Page 54 of Brotan

"You're gonna fight anyway, aren't you?" he asks.

"Quinn wants blood," I tell him, standing. "Mine. Not yours. Not the town's. Not Maya's."

"And that's your call to make?"

"Damn right it is." I grab my leather jacket and head for the door. Diesel's waiting in the hallway, arms crossed.

"Where the fuck do you think you're going?" he demands.

"Taking a ride." I try to move past him, but he blocks my path.

"Bullshit. You making a run for it? Going straight to Quinn?"

"Jesus Christ, D. Back off." I meet his eyes, keeping my voice steady. "I need to clear my head. And there's someone I need to see."

"Who?"

"Old friend. Owe him an apology."

Diesel's eyes narrow. "Gus?"

I don't answer, which is answer enough.

"That old bastard won't be able to talk you out of this either," he warns. "You ride out of town, and I'm calling Hammer. Club vote says you stay, you stay."

"I heard Hammer. One day." I put a hand on his shoulder. "Just need some air. Been breathing nothing but smoke and your sorry ass since that clinic went up."

Diesel studies my face, his eyes tracking every micro-expression, every lie I'm not saying. Finally, he steps aside. "One hour. You're not back, I'm coming to find you."

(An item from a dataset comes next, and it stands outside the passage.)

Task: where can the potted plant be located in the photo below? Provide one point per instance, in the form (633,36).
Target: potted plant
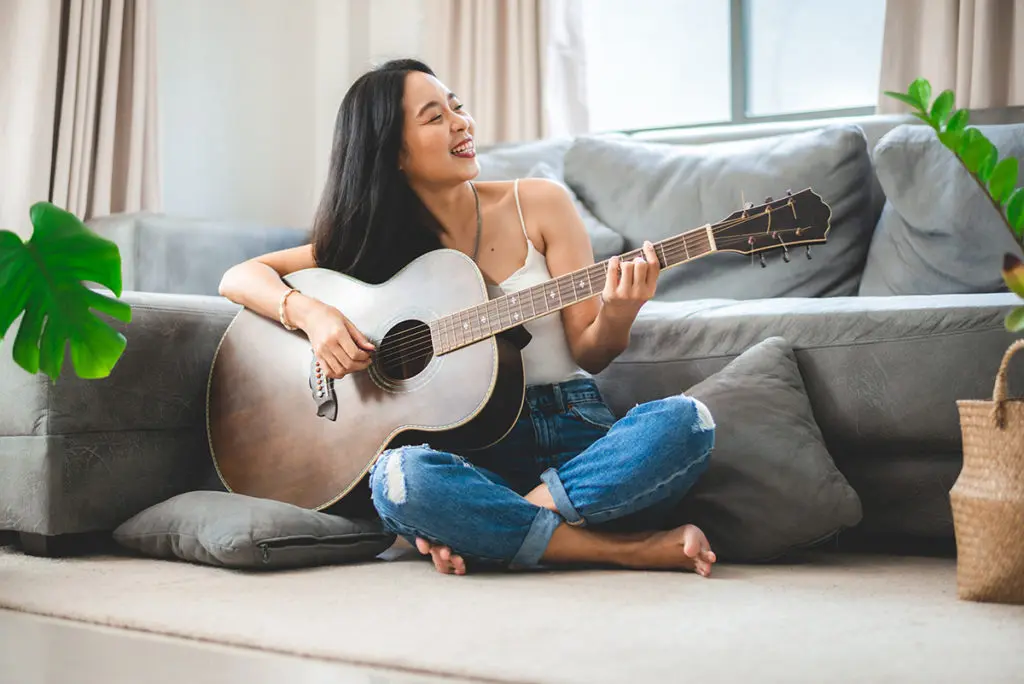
(44,278)
(987,499)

I nod and head toward the door. One hour should be enough for what I need to do.

* * *

The bike roars beneath me as I tear down the empty road toward Gus's place. Without Maya's weight against my back, the machine feels unbalanced, wrong. Empty. I'd gotten used to her arms around my waist, her cheek pressed between my shoulder blades, the whisper of her breath against my neck. The perfect fit of her body against mine.

It's funny how fast you can get used to something good. How the absence of it carves a hole in you that nothing else can fill.

It didn't take long to almost believe I could be more than what the camps made me. More than a weapon. More than a fighter. Almost.

Quinn's reappearance is the universe's way of reminding me what I am. What I'll always be. The surprise was Maya—the way she saw through my walls, the way she touched my scars without flinching, the way she made me want things I had no right to claim.

And look what it got her. A burned clinic. A threat against her life. A monster who'd rather push her away than risk seeing her hurt.

Gus's cabin appears around the bend, nestled among pines. I park the bike and take a moment to gather my thoughts.

The door opens before I reach the porch. Gus stands in the threshold, shotgun braced against his shoulder. Standard greeting.

"You look like shit," he calls out, lowering the weapon.

"Feel worse," I admit, climbing the steps.

His eyes scan past me, searching the treeline. "Where's the doc? You two back to squabbling?"

"New York." I move past him into the cabin.

Gus follows, leaning his shotgun against the wall. "Thought she'd last longer. Girl had the stuff for it."

"I sent her back." The words scrape my throat raw.